I had a close friend some years back who's mum abandoned him a few times. She was a heroin addict, and awfully abusive when he was with her. He lived with his nana & aunt for sometime as a child, before going back to his mum when she got clean. Then she met a new guy, got back on drugs and it happened again. He said he remembers her taking him out to McDonald's as a treat and then just leaving him there when he was about 6 or 7. He managed to find his way home somehow and apparently she was distraught that he had come back.
He lived with his nana & aunt permanently after that and has turned into a lovely lad.
I can't understand how somebody can bring a child into this world and treat them with such horrendous cruelty

GetStrongKeepFighting · 11/03/2019 15:57

"I read something years ago that was enormously triggering. Something along the lines of -whatever age you were that your mother left you, you’ll either follow the same path or emotionally disconnected when your children are about the same age you were."

Please don't believe this for another second. I won't go into details as my first post wasn't welcomed but it's a load of crap.

exWifebeginsat40 · 11/03/2019 16:12

child victim of a genuine 70s wife swap, here. my mother left my brother and sister with my dad, and married a man whose wife had left him for my dad.

i and my stepsister were raised in fear and abuse, by violent alcoholics. my brother and sister never got over my mother leaving them - conversely, i wish she’d left me as well.
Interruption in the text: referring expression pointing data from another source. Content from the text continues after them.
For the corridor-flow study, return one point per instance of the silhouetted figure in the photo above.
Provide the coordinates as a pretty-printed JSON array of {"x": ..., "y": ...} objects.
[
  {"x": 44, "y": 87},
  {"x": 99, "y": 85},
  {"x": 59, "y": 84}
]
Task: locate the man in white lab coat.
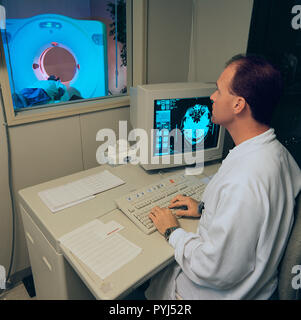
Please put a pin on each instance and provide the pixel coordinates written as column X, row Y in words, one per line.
column 246, row 212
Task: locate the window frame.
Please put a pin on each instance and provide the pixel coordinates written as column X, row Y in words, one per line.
column 136, row 74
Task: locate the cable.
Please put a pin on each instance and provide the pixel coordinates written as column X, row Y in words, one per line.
column 10, row 183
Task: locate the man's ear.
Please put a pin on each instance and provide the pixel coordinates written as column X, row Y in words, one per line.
column 240, row 105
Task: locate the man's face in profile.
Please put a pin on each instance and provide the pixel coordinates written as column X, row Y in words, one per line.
column 223, row 100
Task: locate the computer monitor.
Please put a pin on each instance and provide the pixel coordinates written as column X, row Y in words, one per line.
column 177, row 120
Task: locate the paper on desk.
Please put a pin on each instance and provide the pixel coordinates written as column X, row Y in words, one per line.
column 75, row 192
column 100, row 247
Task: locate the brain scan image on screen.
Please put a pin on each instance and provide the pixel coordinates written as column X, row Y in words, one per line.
column 196, row 124
column 191, row 118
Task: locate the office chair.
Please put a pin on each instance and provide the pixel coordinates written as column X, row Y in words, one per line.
column 291, row 257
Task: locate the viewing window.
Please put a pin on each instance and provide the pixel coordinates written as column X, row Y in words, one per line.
column 64, row 50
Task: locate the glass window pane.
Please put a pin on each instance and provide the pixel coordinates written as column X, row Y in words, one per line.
column 64, row 50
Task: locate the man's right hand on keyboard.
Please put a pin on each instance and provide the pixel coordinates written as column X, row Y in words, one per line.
column 191, row 204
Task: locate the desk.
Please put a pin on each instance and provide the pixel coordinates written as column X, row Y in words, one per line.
column 57, row 273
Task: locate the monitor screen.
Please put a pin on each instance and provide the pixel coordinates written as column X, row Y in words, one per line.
column 189, row 121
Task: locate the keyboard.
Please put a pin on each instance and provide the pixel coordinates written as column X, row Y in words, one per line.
column 137, row 205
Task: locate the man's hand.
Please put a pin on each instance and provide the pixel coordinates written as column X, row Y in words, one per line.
column 163, row 219
column 191, row 204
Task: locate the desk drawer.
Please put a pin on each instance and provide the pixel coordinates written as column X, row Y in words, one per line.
column 53, row 276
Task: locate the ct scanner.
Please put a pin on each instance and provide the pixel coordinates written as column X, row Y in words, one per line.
column 27, row 41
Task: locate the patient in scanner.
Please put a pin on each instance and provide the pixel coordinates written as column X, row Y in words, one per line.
column 42, row 92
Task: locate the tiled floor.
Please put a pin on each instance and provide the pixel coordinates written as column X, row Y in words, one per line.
column 17, row 293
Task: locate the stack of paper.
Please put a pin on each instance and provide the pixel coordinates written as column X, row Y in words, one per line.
column 100, row 247
column 78, row 191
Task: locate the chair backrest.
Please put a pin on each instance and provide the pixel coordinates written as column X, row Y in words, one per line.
column 291, row 258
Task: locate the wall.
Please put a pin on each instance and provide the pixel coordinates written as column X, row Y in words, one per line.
column 222, row 31
column 169, row 40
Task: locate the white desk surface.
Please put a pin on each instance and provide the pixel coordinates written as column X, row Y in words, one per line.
column 156, row 252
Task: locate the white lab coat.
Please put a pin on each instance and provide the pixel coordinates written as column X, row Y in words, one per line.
column 244, row 228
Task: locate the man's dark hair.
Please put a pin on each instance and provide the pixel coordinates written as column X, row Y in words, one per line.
column 259, row 83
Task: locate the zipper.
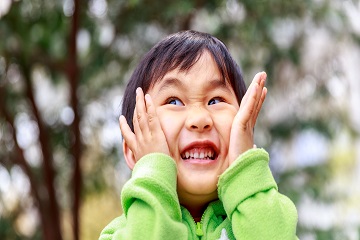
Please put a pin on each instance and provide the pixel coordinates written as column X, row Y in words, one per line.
column 199, row 230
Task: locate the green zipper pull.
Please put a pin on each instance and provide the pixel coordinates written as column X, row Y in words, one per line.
column 199, row 231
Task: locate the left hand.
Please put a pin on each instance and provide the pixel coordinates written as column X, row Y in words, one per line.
column 242, row 130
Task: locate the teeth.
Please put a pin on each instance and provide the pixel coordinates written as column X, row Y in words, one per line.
column 198, row 154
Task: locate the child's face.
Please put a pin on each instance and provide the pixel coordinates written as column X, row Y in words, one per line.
column 196, row 110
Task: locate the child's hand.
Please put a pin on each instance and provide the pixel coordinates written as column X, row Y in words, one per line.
column 242, row 130
column 148, row 137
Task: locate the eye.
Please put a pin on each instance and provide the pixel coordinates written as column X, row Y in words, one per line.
column 215, row 100
column 174, row 101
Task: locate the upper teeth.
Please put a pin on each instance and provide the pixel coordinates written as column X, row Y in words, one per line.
column 198, row 154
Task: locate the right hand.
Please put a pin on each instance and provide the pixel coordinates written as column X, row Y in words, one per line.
column 149, row 136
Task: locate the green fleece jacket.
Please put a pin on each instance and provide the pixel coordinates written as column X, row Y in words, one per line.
column 249, row 205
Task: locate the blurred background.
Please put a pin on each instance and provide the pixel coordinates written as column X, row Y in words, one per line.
column 63, row 68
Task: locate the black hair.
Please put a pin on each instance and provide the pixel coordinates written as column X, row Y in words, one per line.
column 180, row 50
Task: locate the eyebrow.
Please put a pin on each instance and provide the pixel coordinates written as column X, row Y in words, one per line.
column 213, row 84
column 171, row 82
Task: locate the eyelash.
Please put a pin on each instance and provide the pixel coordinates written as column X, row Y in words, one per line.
column 170, row 99
column 217, row 98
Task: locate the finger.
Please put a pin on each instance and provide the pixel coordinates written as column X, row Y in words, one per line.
column 128, row 135
column 153, row 121
column 256, row 80
column 141, row 113
column 247, row 109
column 137, row 129
column 260, row 94
column 262, row 99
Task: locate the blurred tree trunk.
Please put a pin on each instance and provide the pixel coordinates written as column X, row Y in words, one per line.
column 76, row 148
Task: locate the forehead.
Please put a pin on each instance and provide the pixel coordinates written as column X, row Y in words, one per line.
column 204, row 70
column 203, row 75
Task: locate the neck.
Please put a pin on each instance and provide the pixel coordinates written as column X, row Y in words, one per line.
column 196, row 206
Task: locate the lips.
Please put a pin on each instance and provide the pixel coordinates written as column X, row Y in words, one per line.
column 200, row 150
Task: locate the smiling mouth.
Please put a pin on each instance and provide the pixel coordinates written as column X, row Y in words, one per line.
column 199, row 153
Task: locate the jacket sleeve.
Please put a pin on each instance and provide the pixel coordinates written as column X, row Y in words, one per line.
column 252, row 202
column 150, row 203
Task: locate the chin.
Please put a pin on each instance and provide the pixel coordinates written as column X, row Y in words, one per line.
column 195, row 188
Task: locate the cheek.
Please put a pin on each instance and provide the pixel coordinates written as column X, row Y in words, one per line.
column 223, row 123
column 171, row 124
i’m late 40s now. i went nc with mother 13 years ago. i look forward to hearing of her death. it might sound an awful thing to say, but that woman ruined 4 young lives and enjoyed it. it suits her fine to have dreadful children that have abandoned her, as she thrives on sympathy and attention.

i have a personality disorder, along with half a dozen more mental illnesses/diagnoses. i stopped work after a breakdown some years ago, and i’ll never work again. i’m an alcoholic, coming up on 5 years sober.

my life has mostly been shit, it still is shit, and i genuinely wish i’d never been born.